Whether you have an Essex, Cologne or Cyclone under the hood, your Mustang has a lot of potential, and Anderson Ford Motorsport can help you get the power and performance you want. We were in the Mustang tuning business before the first V6's were sold, and we've worked to find the best parts to get the most performance out of these cars. We even develop some parts in-house. It doesn't matter if you want to start with minor modifications like a better-flowing intake, modify the suspension for improved handling, or get serious power with forced induction, we sell everything you need to get the most out of your car.
It's easy to overlook V6-powered Mustangs, but these cars have proven to be great budget performance platforms thanks to a low purchase price and inexpensive insurance. Since the four-cylinder Lima engine was finally dropped in 1994, there have been three V6s under the Mustang hood.
Aside from a very brief offering in the mid-1980s, the first V6 used in the Mustang was a 3.8-liter OHV Essex producing 145 HP and 215 lb-ft. of torque. Over the next decade, the engine received several small improvements, gradually increasing output. In 1996, the new EEC-V ECU added 5 horsepower. Split port induction was added in 1999, bringing with it another 40 HP. In 2001, Intake Manifold Runner Control brought output up to a peak 193 HP and 225 lb-ft. of torque. The last Essex engines used at the start of the 2004 model year had a slightly longer stroke for 3.9 liters of displacement, adding low-end torque but maintaining the same peak output.

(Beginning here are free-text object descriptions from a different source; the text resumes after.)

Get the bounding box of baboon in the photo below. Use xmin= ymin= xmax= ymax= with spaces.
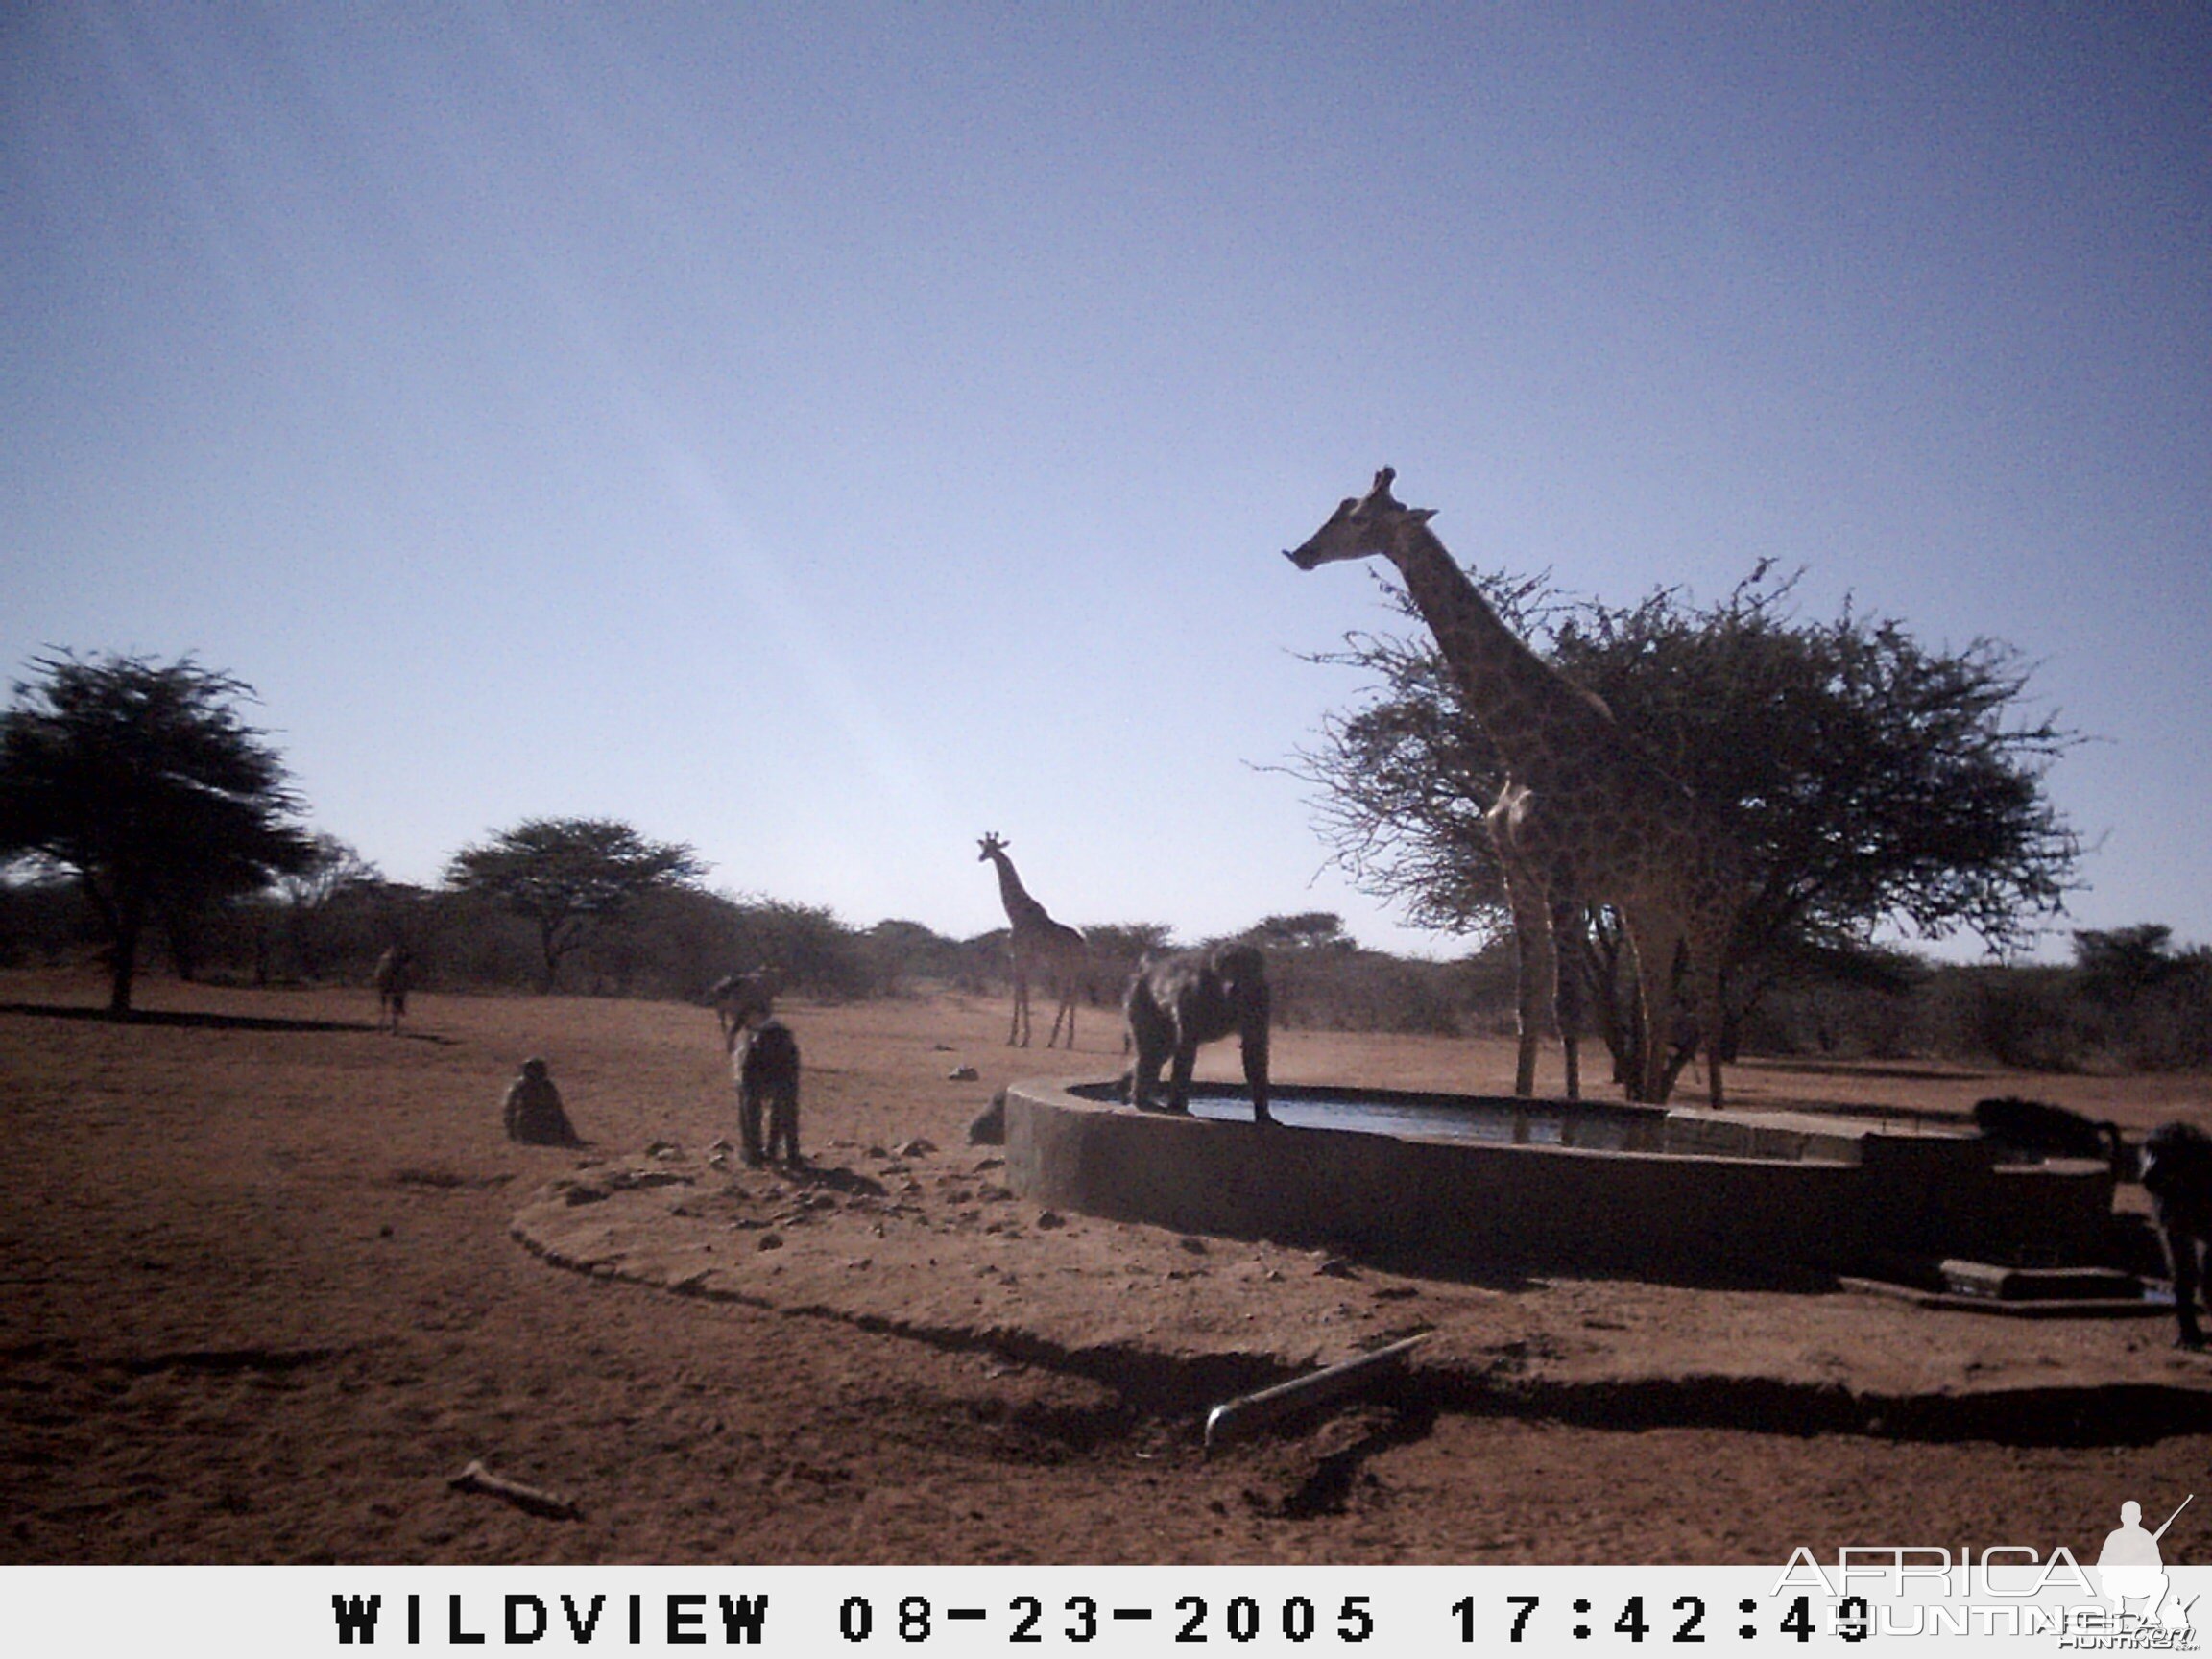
xmin=372 ymin=947 xmax=411 ymax=1034
xmin=1124 ymin=944 xmax=1271 ymax=1124
xmin=1972 ymin=1095 xmax=2127 ymax=1172
xmin=502 ymin=1057 xmax=582 ymax=1147
xmin=708 ymin=966 xmax=780 ymax=1048
xmin=733 ymin=1017 xmax=802 ymax=1166
xmin=2137 ymin=1121 xmax=2212 ymax=1349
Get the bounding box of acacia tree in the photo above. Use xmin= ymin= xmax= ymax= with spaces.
xmin=0 ymin=652 xmax=317 ymax=1014
xmin=445 ymin=817 xmax=707 ymax=992
xmin=268 ymin=832 xmax=383 ymax=981
xmin=1288 ymin=565 xmax=2081 ymax=1094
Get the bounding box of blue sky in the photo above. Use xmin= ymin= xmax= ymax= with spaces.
xmin=6 ymin=4 xmax=2207 ymax=961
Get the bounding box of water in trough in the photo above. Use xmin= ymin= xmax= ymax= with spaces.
xmin=1119 ymin=1085 xmax=1648 ymax=1151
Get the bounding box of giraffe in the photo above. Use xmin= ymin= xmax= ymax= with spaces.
xmin=706 ymin=965 xmax=780 ymax=1050
xmin=1285 ymin=468 xmax=1747 ymax=1106
xmin=976 ymin=832 xmax=1089 ymax=1048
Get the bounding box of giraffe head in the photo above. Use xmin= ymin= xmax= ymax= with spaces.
xmin=1284 ymin=466 xmax=1436 ymax=570
xmin=977 ymin=832 xmax=1008 ymax=862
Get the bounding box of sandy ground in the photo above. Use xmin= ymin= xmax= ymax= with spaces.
xmin=4 ymin=968 xmax=2211 ymax=1566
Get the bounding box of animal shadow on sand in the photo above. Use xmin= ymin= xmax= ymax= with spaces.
xmin=1318 ymin=1237 xmax=1839 ymax=1298
xmin=763 ymin=1161 xmax=891 ymax=1201
xmin=0 ymin=1000 xmax=457 ymax=1043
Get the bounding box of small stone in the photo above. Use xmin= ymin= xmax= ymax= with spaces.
xmin=947 ymin=1065 xmax=979 ymax=1082
xmin=758 ymin=1233 xmax=784 ymax=1252
xmin=898 ymin=1137 xmax=939 ymax=1158
xmin=1036 ymin=1211 xmax=1066 ymax=1230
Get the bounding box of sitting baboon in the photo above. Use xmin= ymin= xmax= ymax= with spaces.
xmin=2137 ymin=1121 xmax=2212 ymax=1349
xmin=373 ymin=946 xmax=411 ymax=1034
xmin=708 ymin=965 xmax=781 ymax=1049
xmin=503 ymin=1056 xmax=583 ymax=1147
xmin=1124 ymin=944 xmax=1271 ymax=1124
xmin=1973 ymin=1095 xmax=2127 ymax=1172
xmin=733 ymin=1017 xmax=802 ymax=1166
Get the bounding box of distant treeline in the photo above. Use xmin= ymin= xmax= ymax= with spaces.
xmin=3 ymin=877 xmax=2206 ymax=1074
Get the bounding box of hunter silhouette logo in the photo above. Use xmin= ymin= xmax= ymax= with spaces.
xmin=2097 ymin=1494 xmax=2194 ymax=1633
xmin=1776 ymin=1491 xmax=2201 ymax=1642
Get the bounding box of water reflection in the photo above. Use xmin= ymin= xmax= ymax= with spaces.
xmin=1178 ymin=1090 xmax=1640 ymax=1150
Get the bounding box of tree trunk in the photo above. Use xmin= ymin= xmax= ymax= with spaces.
xmin=108 ymin=903 xmax=143 ymax=1017
xmin=537 ymin=916 xmax=561 ymax=994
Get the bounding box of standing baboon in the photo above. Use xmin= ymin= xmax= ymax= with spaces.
xmin=372 ymin=947 xmax=411 ymax=1034
xmin=707 ymin=966 xmax=780 ymax=1048
xmin=733 ymin=1017 xmax=802 ymax=1166
xmin=2138 ymin=1121 xmax=2212 ymax=1349
xmin=1124 ymin=944 xmax=1271 ymax=1124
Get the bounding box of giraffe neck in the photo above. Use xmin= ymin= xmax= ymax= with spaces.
xmin=988 ymin=851 xmax=1054 ymax=932
xmin=1386 ymin=521 xmax=1611 ymax=775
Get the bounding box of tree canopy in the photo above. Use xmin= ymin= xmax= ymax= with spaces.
xmin=1288 ymin=564 xmax=2082 ymax=1090
xmin=0 ymin=652 xmax=317 ymax=1013
xmin=444 ymin=816 xmax=707 ymax=991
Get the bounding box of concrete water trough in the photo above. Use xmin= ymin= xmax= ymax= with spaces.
xmin=1001 ymin=1077 xmax=2118 ymax=1278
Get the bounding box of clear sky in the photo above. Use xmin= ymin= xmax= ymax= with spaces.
xmin=6 ymin=5 xmax=2207 ymax=962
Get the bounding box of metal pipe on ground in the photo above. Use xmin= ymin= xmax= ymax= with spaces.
xmin=1203 ymin=1333 xmax=1431 ymax=1452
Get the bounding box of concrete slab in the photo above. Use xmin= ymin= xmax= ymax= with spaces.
xmin=511 ymin=1142 xmax=2212 ymax=1439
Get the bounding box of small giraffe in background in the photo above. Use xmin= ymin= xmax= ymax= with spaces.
xmin=976 ymin=832 xmax=1089 ymax=1048
xmin=372 ymin=946 xmax=411 ymax=1034
xmin=1286 ymin=468 xmax=1748 ymax=1105
xmin=707 ymin=965 xmax=780 ymax=1050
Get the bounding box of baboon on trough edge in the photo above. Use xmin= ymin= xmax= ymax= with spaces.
xmin=1973 ymin=1095 xmax=2128 ymax=1172
xmin=1124 ymin=944 xmax=1271 ymax=1125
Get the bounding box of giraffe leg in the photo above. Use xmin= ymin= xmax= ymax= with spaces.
xmin=1688 ymin=917 xmax=1728 ymax=1108
xmin=1622 ymin=909 xmax=1686 ymax=1104
xmin=1007 ymin=962 xmax=1030 ymax=1046
xmin=1502 ymin=865 xmax=1552 ymax=1098
xmin=1046 ymin=978 xmax=1075 ymax=1048
xmin=1550 ymin=898 xmax=1586 ymax=1103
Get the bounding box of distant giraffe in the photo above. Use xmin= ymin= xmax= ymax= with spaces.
xmin=372 ymin=946 xmax=411 ymax=1035
xmin=706 ymin=965 xmax=780 ymax=1050
xmin=976 ymin=832 xmax=1088 ymax=1048
xmin=1286 ymin=468 xmax=1747 ymax=1105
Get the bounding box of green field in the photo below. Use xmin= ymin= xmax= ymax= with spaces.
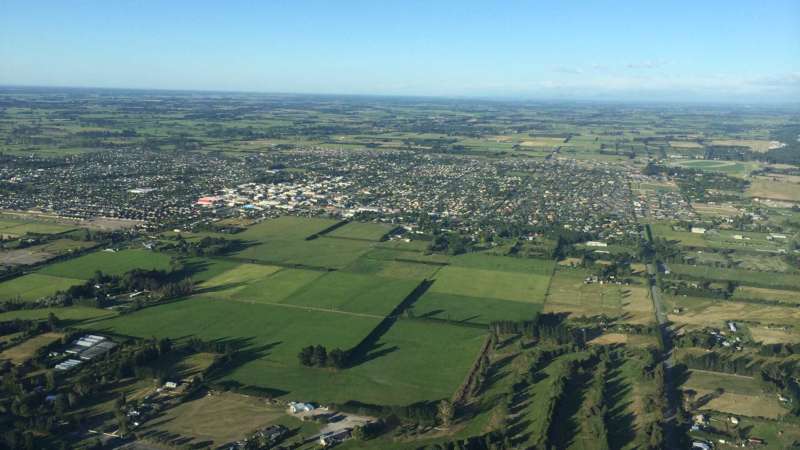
xmin=430 ymin=265 xmax=550 ymax=304
xmin=413 ymin=291 xmax=542 ymax=324
xmin=236 ymin=216 xmax=340 ymax=242
xmin=277 ymin=271 xmax=421 ymax=317
xmin=343 ymin=256 xmax=441 ymax=280
xmin=38 ymin=249 xmax=173 ymax=279
xmin=81 ymin=295 xmax=484 ymax=404
xmin=326 ymin=221 xmax=394 ymax=241
xmin=448 ymin=253 xmax=555 ymax=275
xmin=200 ymin=265 xmax=325 ymax=304
xmin=0 ymin=219 xmax=76 ymax=236
xmin=234 ymin=236 xmax=374 ymax=269
xmin=0 ymin=306 xmax=116 ymax=325
xmin=0 ymin=273 xmax=85 ymax=301
xmin=668 ymin=264 xmax=800 ymax=290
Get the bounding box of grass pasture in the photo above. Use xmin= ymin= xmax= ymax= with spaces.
xmin=668 ymin=264 xmax=800 ymax=290
xmin=430 ymin=265 xmax=550 ymax=304
xmin=710 ymin=139 xmax=774 ymax=152
xmin=683 ymin=370 xmax=786 ymax=418
xmin=413 ymin=291 xmax=542 ymax=324
xmin=278 ymin=271 xmax=421 ymax=317
xmin=0 ymin=306 xmax=116 ymax=325
xmin=326 ymin=221 xmax=394 ymax=241
xmin=545 ymin=269 xmax=653 ymax=324
xmin=82 ymin=294 xmax=484 ymax=405
xmin=666 ymin=295 xmax=800 ymax=330
xmin=234 ymin=235 xmax=374 ymax=269
xmin=198 ymin=263 xmax=283 ymax=299
xmin=200 ymin=266 xmax=325 ymax=305
xmin=343 ymin=256 xmax=441 ymax=280
xmin=0 ymin=218 xmax=76 ymax=237
xmin=237 ymin=216 xmax=340 ymax=242
xmin=732 ymin=286 xmax=800 ymax=305
xmin=0 ymin=332 xmax=63 ymax=364
xmin=228 ymin=319 xmax=487 ymax=405
xmin=38 ymin=249 xmax=173 ymax=279
xmin=0 ymin=273 xmax=85 ymax=301
xmin=139 ymin=391 xmax=316 ymax=447
xmin=747 ymin=176 xmax=800 ymax=202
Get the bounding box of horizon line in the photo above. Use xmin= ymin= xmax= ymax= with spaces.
xmin=1 ymin=83 xmax=799 ymax=108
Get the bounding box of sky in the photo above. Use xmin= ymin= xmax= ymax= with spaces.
xmin=1 ymin=0 xmax=799 ymax=102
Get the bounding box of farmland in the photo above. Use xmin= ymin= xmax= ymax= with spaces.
xmin=0 ymin=88 xmax=798 ymax=449
xmin=0 ymin=273 xmax=85 ymax=302
xmin=38 ymin=248 xmax=173 ymax=279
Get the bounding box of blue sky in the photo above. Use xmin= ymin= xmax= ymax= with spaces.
xmin=1 ymin=0 xmax=798 ymax=102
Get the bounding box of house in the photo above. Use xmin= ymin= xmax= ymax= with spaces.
xmin=289 ymin=402 xmax=315 ymax=414
xmin=585 ymin=241 xmax=608 ymax=247
xmin=691 ymin=227 xmax=706 ymax=234
xmin=164 ymin=381 xmax=178 ymax=389
xmin=319 ymin=428 xmax=352 ymax=447
xmin=730 ymin=416 xmax=739 ymax=425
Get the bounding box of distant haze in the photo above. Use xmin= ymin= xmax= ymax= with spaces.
xmin=1 ymin=0 xmax=798 ymax=103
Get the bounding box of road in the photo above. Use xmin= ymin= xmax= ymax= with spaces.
xmin=644 ymin=225 xmax=683 ymax=447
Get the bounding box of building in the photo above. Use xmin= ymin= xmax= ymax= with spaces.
xmin=691 ymin=227 xmax=706 ymax=234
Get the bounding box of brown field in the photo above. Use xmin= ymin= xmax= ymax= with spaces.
xmin=747 ymin=177 xmax=800 ymax=202
xmin=669 ymin=141 xmax=704 ymax=149
xmin=749 ymin=326 xmax=800 ymax=344
xmin=545 ymin=269 xmax=653 ymax=324
xmin=520 ymin=137 xmax=565 ymax=147
xmin=667 ymin=296 xmax=800 ymax=330
xmin=0 ymin=332 xmax=63 ymax=364
xmin=589 ymin=333 xmax=628 ymax=345
xmin=0 ymin=239 xmax=96 ymax=266
xmin=710 ymin=139 xmax=774 ymax=152
xmin=140 ymin=391 xmax=312 ymax=446
xmin=733 ymin=286 xmax=800 ymax=305
xmin=692 ymin=202 xmax=740 ymax=216
xmin=683 ymin=370 xmax=786 ymax=418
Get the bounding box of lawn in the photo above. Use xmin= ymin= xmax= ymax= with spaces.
xmin=0 ymin=273 xmax=85 ymax=301
xmin=430 ymin=265 xmax=550 ymax=304
xmin=326 ymin=221 xmax=394 ymax=241
xmin=38 ymin=249 xmax=173 ymax=279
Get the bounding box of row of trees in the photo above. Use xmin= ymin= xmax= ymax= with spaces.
xmin=297 ymin=345 xmax=348 ymax=369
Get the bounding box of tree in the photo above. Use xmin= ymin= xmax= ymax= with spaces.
xmin=298 ymin=346 xmax=314 ymax=366
xmin=328 ymin=348 xmax=347 ymax=369
xmin=437 ymin=400 xmax=454 ymax=428
xmin=312 ymin=345 xmax=328 ymax=367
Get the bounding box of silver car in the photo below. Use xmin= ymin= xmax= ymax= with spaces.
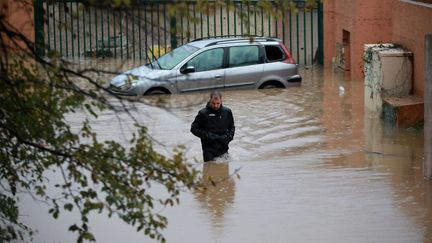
xmin=109 ymin=36 xmax=302 ymax=96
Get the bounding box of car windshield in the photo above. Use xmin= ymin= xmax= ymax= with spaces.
xmin=149 ymin=44 xmax=199 ymax=70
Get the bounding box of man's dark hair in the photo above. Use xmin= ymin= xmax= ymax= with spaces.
xmin=210 ymin=90 xmax=222 ymax=100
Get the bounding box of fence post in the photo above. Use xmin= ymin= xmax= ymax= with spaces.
xmin=317 ymin=0 xmax=324 ymax=65
xmin=170 ymin=16 xmax=177 ymax=49
xmin=425 ymin=33 xmax=432 ymax=179
xmin=34 ymin=0 xmax=44 ymax=57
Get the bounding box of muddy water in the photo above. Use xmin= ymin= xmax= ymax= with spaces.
xmin=19 ymin=67 xmax=431 ymax=243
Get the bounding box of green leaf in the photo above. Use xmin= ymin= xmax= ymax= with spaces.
xmin=64 ymin=203 xmax=73 ymax=212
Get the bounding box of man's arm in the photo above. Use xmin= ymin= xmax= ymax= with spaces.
xmin=191 ymin=111 xmax=208 ymax=139
xmin=227 ymin=109 xmax=235 ymax=142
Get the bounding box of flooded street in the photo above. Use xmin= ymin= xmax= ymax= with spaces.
xmin=19 ymin=67 xmax=431 ymax=243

By early 2004, the Essex had been replaced by the 4.0-liter Cologne. Although the Cologne was originally an OHV design, Ford introduced a SOHC version in the 1997 Explorer. This oddball configuration has a jackshaft running where the OHV camshaft would normally be. The crank and jackshaft are connected via a chain with two more chains, one at the front of the engine and the second at the rear, connecting the jackshaft to the cams. This engine produces 210 HP and 240 lb-ft. of torque, and was left mostly unchanged during its run in the Mustang.
Since 2011, Mustangs have used a 3.7-liter Cyclone engine. Also called the Duratec, this wasn't a new engine, but the Mustang was the first to get it with Twin-independent Variable Cam Timing (Ti-VCT). This engine is rated at 305 HP and 280 lb-ft. of torque, making it more powerful than the V8's used just a few years prior.